Absturzstelle in der Ostukraine: Das Ermittlerteam sucht nach Zeugen des Absturzes.

(Foto: dpa)

RotterdamDas internationale Ermittlerteam zum Absturz von Flug MH17 hat Zeugen für den möglichen Abschuss der Maschine mit einer Boden-Luft-Rakete über der Ostukraine aufgerufen, sich zu melden. In einem am Montag international verbreiteten Video werden Bilder vom Transport eines Buk-Raketensystems in den Tagen um den Absturz vom 17. Juli 2014 gezeigt. Bei dem Absturz der Maschine der Malaysia Airlines waren alle 298 Menschen an Bord getötet worden. Die meisten waren Niederländer.
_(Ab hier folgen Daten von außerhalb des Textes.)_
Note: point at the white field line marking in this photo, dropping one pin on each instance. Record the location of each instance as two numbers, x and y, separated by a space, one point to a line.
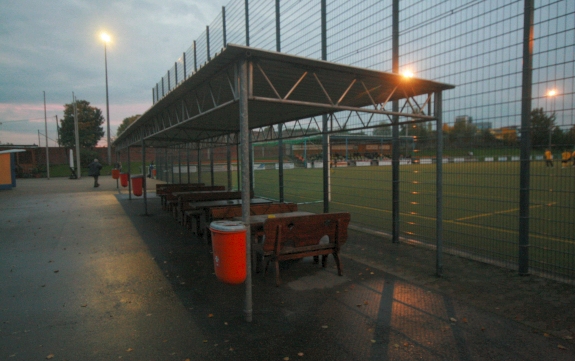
501 212
446 221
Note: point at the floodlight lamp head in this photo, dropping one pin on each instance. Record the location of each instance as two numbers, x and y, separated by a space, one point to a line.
105 37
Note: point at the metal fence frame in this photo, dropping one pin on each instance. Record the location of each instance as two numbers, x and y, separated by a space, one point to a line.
503 58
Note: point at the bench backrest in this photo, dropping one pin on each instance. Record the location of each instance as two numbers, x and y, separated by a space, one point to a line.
209 195
170 196
228 212
303 231
169 188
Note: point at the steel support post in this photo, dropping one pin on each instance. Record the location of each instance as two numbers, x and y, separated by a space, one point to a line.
208 42
225 41
280 135
281 162
129 175
172 166
245 155
211 153
179 164
195 58
439 186
165 175
247 12
144 178
229 163
188 161
326 164
199 164
325 135
184 60
524 175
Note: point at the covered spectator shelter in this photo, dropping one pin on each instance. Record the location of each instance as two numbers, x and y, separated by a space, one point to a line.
245 95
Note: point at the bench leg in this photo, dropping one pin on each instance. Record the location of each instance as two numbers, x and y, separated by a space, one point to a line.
337 262
278 280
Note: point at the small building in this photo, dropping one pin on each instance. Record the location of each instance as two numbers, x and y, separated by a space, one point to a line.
8 168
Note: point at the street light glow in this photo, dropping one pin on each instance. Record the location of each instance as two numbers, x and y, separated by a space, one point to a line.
105 37
407 74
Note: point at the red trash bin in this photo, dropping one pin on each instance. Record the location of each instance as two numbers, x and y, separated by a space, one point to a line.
229 248
124 179
137 184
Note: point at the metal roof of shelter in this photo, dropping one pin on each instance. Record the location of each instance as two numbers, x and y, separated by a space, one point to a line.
281 88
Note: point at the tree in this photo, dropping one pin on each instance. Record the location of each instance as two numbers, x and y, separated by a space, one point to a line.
125 123
541 127
384 130
90 128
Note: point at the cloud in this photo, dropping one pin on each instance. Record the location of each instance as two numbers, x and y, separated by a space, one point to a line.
54 46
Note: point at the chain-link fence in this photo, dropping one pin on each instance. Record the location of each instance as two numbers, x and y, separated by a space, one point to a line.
475 45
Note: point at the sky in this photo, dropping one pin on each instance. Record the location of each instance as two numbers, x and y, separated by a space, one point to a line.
54 47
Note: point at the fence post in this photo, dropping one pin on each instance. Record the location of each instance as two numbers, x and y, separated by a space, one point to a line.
439 187
208 42
395 127
325 135
247 10
523 256
224 25
195 58
184 59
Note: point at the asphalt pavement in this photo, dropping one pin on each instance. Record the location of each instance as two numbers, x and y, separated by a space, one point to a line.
90 274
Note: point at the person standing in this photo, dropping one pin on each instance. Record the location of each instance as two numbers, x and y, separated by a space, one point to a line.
150 169
548 158
565 158
94 171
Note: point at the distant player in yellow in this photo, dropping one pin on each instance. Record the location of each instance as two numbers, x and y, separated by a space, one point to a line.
548 158
565 158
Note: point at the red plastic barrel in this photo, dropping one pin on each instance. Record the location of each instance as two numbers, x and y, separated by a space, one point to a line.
124 179
137 184
229 248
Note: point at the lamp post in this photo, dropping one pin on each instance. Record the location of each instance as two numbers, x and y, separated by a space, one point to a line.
551 94
106 38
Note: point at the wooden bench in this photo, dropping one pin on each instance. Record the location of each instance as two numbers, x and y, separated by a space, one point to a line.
303 236
187 211
229 212
163 189
172 198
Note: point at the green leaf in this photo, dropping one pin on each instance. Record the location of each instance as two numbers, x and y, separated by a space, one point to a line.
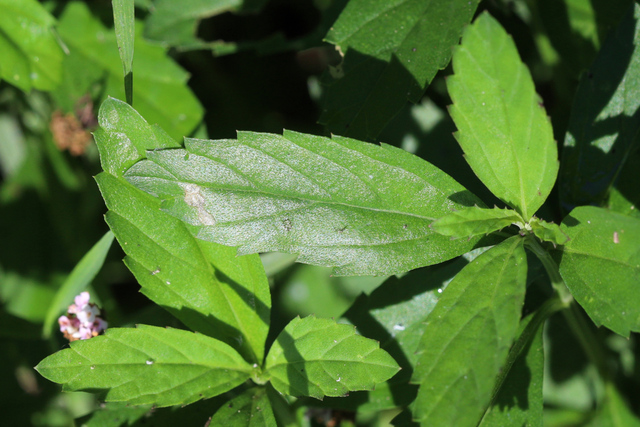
203 284
614 412
474 221
148 365
605 118
30 56
502 125
392 50
319 357
601 266
336 202
161 93
82 274
467 337
548 232
250 409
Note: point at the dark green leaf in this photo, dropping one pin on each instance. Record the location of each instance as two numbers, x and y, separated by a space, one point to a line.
614 412
30 56
519 400
474 221
148 365
361 208
601 266
81 276
250 409
392 49
502 125
160 89
605 118
319 357
467 337
203 284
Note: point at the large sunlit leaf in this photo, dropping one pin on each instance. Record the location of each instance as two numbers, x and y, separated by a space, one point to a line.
502 126
175 23
81 276
605 118
30 56
160 90
601 266
148 365
392 49
467 337
474 221
319 357
361 208
203 284
250 409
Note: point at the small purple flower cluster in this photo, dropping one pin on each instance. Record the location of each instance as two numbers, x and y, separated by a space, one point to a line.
82 320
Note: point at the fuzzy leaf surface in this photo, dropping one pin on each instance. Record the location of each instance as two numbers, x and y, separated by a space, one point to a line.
159 89
361 208
148 365
474 221
318 357
203 284
252 408
502 126
605 118
30 56
392 50
467 337
601 266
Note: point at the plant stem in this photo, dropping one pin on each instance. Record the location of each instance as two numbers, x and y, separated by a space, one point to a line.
532 323
551 267
573 316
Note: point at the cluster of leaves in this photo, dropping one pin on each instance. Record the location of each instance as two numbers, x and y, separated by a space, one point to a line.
457 341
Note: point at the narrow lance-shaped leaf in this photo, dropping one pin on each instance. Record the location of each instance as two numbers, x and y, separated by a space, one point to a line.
82 274
392 50
30 56
601 266
502 125
203 284
148 365
474 221
319 357
124 25
250 409
361 208
605 118
467 337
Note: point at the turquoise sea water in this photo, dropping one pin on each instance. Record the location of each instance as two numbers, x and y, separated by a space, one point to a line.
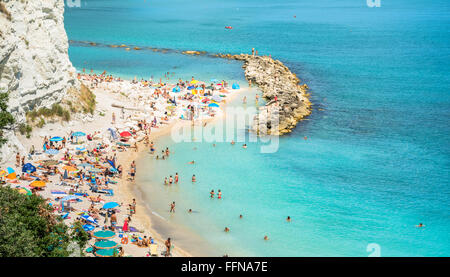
376 161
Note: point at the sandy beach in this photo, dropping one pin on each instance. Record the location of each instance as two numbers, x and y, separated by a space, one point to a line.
127 102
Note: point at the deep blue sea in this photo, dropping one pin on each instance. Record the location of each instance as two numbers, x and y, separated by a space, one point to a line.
376 161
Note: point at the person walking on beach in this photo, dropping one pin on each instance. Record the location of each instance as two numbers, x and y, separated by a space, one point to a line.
168 245
172 207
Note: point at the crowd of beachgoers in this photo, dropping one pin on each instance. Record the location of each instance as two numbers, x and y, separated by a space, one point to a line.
85 169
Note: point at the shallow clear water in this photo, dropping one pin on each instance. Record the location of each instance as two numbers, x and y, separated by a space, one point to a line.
376 161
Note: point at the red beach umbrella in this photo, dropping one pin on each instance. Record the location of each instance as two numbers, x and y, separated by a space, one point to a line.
125 134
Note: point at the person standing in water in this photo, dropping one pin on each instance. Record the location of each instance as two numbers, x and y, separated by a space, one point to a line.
172 207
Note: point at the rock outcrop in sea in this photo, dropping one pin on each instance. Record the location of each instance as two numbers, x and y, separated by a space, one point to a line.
287 100
34 64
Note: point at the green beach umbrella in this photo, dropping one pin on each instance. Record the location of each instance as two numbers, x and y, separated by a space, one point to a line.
106 252
104 234
105 244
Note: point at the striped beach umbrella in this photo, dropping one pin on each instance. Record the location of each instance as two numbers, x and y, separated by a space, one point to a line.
106 252
105 244
104 234
56 139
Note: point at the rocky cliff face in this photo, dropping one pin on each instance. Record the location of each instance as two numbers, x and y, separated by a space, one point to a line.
34 64
288 101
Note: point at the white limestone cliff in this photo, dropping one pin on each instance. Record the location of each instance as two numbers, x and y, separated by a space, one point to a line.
34 64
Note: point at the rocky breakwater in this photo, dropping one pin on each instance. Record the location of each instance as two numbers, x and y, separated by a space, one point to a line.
287 99
35 69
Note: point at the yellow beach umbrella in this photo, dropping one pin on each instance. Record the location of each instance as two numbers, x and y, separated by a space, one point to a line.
69 168
37 184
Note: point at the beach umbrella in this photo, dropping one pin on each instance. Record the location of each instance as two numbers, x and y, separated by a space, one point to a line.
84 165
88 227
25 191
52 151
105 244
104 234
69 168
37 184
81 149
10 173
106 252
68 198
125 134
28 167
110 205
49 162
94 170
78 134
56 139
216 98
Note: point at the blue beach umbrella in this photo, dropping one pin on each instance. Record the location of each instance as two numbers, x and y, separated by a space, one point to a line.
106 252
56 139
28 168
110 205
84 165
69 197
104 234
105 244
52 152
88 227
78 134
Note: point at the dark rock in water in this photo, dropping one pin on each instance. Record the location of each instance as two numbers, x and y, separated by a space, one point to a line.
275 80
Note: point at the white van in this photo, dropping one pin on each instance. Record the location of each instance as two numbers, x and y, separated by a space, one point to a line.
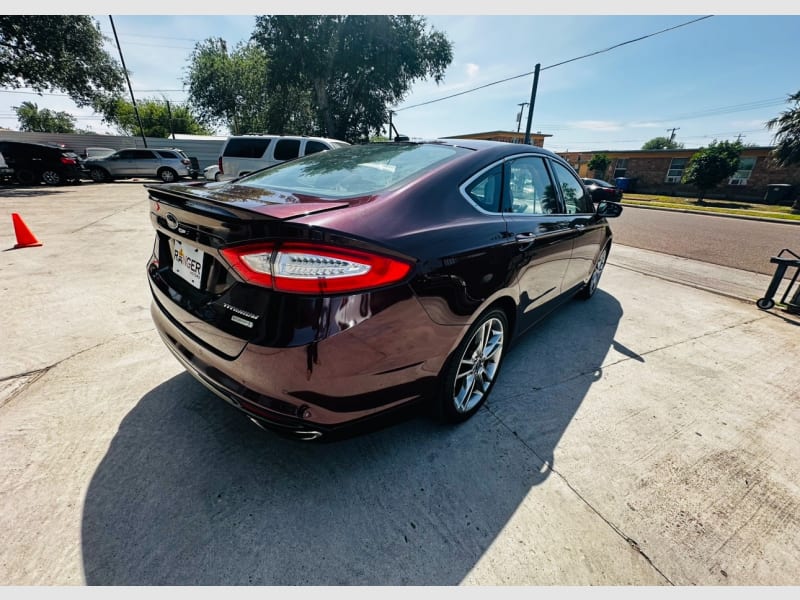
243 154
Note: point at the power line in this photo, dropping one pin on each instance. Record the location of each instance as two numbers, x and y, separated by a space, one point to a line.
564 62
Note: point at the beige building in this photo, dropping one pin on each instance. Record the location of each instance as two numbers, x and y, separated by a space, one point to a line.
660 172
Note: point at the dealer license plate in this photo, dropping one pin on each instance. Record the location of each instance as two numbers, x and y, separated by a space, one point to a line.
187 262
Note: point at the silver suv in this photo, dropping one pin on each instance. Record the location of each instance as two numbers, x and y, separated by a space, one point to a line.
167 164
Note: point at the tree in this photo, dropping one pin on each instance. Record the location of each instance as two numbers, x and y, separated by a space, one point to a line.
787 137
233 90
159 118
45 120
599 164
661 143
708 167
355 66
64 52
787 134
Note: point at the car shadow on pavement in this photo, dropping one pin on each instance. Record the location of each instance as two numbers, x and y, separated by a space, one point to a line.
191 493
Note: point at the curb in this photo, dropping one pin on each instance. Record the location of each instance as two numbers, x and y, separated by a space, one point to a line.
713 214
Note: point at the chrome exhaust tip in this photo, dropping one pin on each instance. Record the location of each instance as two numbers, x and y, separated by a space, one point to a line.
301 434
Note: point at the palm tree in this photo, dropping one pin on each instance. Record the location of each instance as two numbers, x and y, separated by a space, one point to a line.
787 137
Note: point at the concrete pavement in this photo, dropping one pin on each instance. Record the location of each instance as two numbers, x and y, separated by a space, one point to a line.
646 437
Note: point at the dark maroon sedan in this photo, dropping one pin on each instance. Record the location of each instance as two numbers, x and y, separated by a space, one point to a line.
330 289
601 190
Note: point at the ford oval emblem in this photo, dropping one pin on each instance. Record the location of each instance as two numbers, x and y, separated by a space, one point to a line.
172 221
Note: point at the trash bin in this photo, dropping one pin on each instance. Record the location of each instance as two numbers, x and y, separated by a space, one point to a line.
778 193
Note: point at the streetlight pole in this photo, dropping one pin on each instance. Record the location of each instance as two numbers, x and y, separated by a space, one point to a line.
522 106
130 89
533 100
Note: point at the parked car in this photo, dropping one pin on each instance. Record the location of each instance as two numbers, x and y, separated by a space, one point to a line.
34 163
602 190
243 154
96 152
166 164
211 173
339 286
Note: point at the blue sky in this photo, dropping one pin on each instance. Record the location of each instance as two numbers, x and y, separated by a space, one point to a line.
713 79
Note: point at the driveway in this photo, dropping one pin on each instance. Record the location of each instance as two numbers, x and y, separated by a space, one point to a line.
660 449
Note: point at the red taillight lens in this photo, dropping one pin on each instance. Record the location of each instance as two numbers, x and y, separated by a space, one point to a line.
304 268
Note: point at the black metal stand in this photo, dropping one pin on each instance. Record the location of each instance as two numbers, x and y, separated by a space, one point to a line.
792 305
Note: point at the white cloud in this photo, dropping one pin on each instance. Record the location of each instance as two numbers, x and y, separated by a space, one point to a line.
596 125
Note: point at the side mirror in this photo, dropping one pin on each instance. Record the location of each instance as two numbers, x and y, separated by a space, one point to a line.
609 209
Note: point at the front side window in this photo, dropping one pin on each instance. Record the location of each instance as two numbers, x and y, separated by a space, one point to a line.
486 189
575 199
531 190
675 172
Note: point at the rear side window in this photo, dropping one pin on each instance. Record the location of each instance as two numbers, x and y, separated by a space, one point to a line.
287 149
246 147
313 146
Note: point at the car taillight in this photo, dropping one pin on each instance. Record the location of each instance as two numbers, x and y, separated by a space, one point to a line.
304 268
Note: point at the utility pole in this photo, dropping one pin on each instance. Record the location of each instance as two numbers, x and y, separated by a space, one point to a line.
130 89
522 106
533 101
169 112
672 135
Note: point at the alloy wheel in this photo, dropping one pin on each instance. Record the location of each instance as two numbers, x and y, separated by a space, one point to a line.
477 367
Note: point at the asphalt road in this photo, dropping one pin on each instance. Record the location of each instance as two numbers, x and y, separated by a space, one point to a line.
648 437
739 243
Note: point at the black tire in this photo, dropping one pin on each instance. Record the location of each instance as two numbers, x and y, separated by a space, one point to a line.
765 303
99 175
51 177
588 290
167 175
473 367
25 176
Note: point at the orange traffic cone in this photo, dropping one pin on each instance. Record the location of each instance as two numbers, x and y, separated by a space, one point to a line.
24 236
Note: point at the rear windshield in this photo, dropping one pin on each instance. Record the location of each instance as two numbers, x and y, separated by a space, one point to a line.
354 170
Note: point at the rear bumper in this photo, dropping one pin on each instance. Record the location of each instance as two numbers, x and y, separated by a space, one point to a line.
386 361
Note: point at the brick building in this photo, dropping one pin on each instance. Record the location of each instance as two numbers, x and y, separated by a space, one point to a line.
660 172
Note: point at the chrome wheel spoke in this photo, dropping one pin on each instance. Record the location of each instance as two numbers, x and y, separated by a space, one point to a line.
478 366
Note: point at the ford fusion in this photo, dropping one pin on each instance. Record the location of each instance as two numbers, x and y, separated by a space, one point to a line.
327 290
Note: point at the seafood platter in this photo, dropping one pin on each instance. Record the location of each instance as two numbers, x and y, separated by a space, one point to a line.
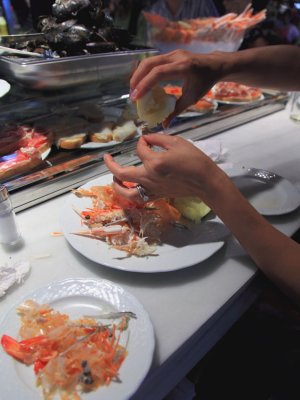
203 35
75 45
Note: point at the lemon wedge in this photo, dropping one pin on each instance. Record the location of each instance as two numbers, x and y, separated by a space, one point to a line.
191 208
155 106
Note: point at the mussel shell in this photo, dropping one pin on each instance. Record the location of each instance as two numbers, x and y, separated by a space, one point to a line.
66 9
101 47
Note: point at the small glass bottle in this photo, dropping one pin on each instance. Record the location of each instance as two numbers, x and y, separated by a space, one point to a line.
9 232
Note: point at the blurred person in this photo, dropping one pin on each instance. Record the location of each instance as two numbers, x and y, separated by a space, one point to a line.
259 358
286 28
263 34
21 10
176 10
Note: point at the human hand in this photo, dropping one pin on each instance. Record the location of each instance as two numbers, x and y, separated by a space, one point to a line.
199 72
179 170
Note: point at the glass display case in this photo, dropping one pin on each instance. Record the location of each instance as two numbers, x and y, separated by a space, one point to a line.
81 109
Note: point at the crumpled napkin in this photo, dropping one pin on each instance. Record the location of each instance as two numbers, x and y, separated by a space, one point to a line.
9 275
213 148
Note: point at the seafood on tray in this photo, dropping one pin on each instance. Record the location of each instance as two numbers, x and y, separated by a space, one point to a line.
235 92
227 27
134 228
21 149
69 357
76 28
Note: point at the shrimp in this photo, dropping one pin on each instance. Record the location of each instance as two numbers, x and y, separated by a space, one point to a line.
207 29
69 356
131 227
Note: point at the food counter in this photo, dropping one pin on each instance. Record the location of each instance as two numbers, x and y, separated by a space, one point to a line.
84 109
192 308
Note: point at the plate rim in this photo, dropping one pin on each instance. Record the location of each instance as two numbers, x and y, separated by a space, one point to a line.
236 103
151 342
244 172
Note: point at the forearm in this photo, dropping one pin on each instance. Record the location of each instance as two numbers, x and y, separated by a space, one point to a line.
274 253
275 67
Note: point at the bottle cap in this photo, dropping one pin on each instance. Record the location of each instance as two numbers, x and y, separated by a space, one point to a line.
3 193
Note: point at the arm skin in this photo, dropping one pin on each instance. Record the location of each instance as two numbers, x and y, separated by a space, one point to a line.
197 175
273 67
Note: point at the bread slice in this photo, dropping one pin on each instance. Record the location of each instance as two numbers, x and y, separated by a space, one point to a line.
104 134
71 142
155 106
125 131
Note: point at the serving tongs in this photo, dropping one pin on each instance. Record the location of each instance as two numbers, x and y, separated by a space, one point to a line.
7 51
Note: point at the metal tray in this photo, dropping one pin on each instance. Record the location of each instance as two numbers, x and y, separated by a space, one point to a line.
61 73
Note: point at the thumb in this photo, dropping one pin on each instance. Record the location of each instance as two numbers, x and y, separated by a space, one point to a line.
181 104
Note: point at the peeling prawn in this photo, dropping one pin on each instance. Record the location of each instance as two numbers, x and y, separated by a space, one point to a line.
127 226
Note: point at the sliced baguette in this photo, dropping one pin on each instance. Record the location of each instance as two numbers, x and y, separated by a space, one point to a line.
71 142
104 134
125 131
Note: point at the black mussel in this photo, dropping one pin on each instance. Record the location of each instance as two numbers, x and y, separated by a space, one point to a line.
46 22
76 35
66 9
101 47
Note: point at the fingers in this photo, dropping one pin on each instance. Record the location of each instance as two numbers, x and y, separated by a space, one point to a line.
154 139
144 68
156 75
129 194
131 173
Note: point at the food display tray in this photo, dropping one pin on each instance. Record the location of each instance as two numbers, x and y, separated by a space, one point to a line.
61 73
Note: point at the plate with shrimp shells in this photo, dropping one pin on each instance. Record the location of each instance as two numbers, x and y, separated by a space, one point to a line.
179 248
77 297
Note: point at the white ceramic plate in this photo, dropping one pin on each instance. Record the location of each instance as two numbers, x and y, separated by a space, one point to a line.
78 297
4 87
179 249
240 103
269 193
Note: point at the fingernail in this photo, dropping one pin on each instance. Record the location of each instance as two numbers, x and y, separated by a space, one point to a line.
133 94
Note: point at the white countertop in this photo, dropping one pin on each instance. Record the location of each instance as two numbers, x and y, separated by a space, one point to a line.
179 303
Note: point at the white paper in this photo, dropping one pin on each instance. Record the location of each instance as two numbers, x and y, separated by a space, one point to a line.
9 275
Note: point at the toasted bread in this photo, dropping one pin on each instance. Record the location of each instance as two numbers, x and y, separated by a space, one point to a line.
125 131
71 142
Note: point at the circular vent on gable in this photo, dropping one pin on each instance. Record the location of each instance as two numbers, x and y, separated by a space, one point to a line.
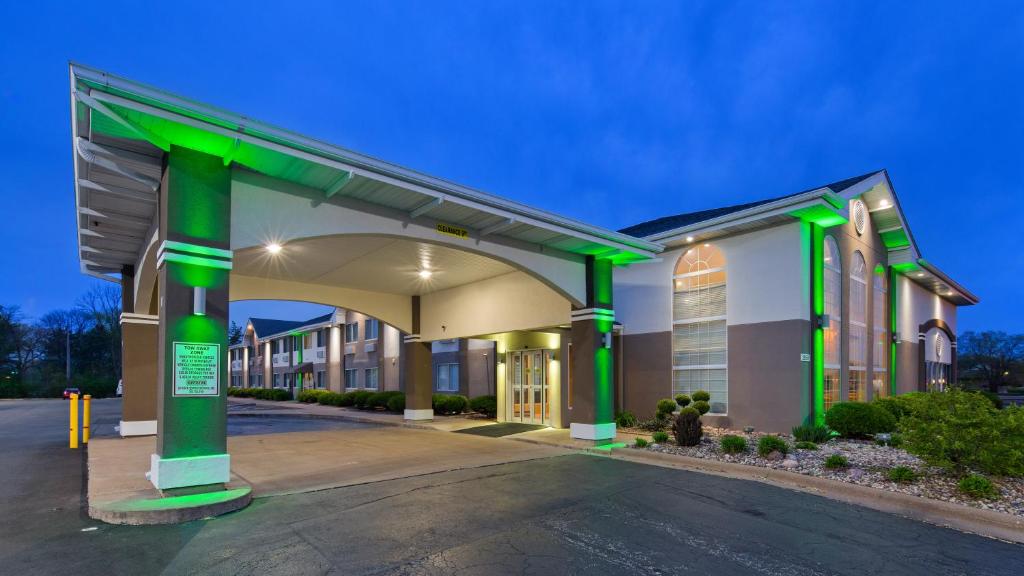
859 215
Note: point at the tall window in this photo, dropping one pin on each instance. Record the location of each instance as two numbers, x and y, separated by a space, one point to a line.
446 377
699 343
834 315
858 330
881 354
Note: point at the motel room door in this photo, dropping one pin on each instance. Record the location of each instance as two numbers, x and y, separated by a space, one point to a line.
527 389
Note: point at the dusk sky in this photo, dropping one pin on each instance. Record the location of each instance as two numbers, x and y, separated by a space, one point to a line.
610 113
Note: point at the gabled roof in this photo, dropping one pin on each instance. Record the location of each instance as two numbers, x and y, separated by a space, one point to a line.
265 327
666 223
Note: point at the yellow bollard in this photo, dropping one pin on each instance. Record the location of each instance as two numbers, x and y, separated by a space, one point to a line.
85 418
73 433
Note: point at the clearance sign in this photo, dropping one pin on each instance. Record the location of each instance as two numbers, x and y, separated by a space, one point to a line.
451 230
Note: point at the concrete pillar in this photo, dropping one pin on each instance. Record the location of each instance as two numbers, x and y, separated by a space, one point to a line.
193 263
138 363
417 361
592 394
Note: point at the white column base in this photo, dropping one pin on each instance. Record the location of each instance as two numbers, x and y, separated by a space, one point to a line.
426 414
137 427
592 432
196 470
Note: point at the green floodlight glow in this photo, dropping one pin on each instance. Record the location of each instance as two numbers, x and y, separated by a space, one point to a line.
818 274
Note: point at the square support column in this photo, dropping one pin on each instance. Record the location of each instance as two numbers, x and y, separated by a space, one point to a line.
592 396
193 263
417 360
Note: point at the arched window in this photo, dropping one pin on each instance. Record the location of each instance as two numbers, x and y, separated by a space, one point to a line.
857 391
881 356
698 333
834 326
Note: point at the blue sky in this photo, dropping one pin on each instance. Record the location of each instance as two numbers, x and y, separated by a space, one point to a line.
611 113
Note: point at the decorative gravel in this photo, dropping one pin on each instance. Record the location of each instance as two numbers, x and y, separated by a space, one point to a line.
868 463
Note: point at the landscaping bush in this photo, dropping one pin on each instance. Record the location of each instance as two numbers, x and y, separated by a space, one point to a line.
977 486
901 475
666 406
700 396
769 444
450 403
329 399
311 397
857 419
836 461
396 403
626 419
811 433
686 427
486 405
732 444
962 430
360 398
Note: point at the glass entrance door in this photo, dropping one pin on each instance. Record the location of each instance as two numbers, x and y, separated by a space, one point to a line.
527 386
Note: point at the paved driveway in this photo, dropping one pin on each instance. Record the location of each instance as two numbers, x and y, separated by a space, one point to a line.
563 515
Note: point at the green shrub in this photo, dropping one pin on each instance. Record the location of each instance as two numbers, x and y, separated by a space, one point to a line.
311 396
836 461
686 427
450 403
486 405
732 444
901 475
962 430
360 398
396 403
811 433
978 486
626 419
857 419
666 406
769 444
328 399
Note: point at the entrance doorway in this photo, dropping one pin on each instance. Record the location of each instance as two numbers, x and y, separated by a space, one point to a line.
527 392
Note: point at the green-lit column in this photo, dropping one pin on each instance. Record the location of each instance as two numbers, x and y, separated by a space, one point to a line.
194 262
591 402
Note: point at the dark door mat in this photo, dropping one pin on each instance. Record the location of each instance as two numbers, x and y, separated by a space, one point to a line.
500 429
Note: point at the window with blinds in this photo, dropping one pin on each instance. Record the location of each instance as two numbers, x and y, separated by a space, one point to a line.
699 337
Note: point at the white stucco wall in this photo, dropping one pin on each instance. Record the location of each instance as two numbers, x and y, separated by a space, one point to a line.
767 280
916 305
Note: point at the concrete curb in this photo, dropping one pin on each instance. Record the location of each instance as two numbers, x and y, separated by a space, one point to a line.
985 523
151 511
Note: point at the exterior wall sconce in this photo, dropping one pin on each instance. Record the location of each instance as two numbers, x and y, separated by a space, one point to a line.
199 300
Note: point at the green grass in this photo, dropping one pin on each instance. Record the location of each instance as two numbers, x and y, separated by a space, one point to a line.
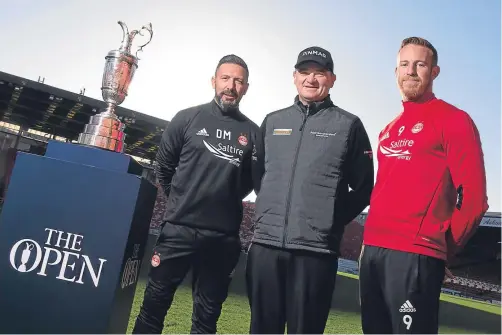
235 316
481 305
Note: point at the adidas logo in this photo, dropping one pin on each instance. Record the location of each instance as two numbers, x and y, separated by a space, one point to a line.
202 132
407 307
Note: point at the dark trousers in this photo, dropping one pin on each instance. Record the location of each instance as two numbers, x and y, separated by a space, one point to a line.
399 292
290 287
212 257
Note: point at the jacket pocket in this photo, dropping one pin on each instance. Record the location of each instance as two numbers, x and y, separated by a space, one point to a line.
431 234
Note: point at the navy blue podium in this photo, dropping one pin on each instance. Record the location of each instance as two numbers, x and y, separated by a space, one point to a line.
73 231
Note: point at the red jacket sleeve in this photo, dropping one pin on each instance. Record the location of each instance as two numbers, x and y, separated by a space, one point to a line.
465 161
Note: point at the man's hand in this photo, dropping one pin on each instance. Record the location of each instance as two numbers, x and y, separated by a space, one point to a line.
447 274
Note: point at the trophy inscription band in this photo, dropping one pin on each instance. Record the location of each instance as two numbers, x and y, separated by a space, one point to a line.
105 130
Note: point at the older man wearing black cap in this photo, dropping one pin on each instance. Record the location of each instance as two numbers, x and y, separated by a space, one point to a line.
311 153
Die Ermittler gehen davon aus, dass die Maschine von einer Rakete abgeschossen wurde. Der Zeugenaufruf heiße jedoch nicht, dass dies bereits eindeutig feststehe, erklärte die leitende Staatsanwaltschaft in Rotterdam. „Dafür sind mehr Untersuchungen notwendig.“ Die Niederlande leiten die internationalen strafrechtlichen Ermittlungen.

Auf dem fast 12 Minuten dauernden Video sind Bilder von einem Tieflader zu sehen, der ein Buk-Raketensystem durch die Ostukraine fährt. Auch sind abgehörte Telefongespräche von prorussischen Separatisten zu hören. Die russischen Gespräche sind mit englischen Untertiteln versehen.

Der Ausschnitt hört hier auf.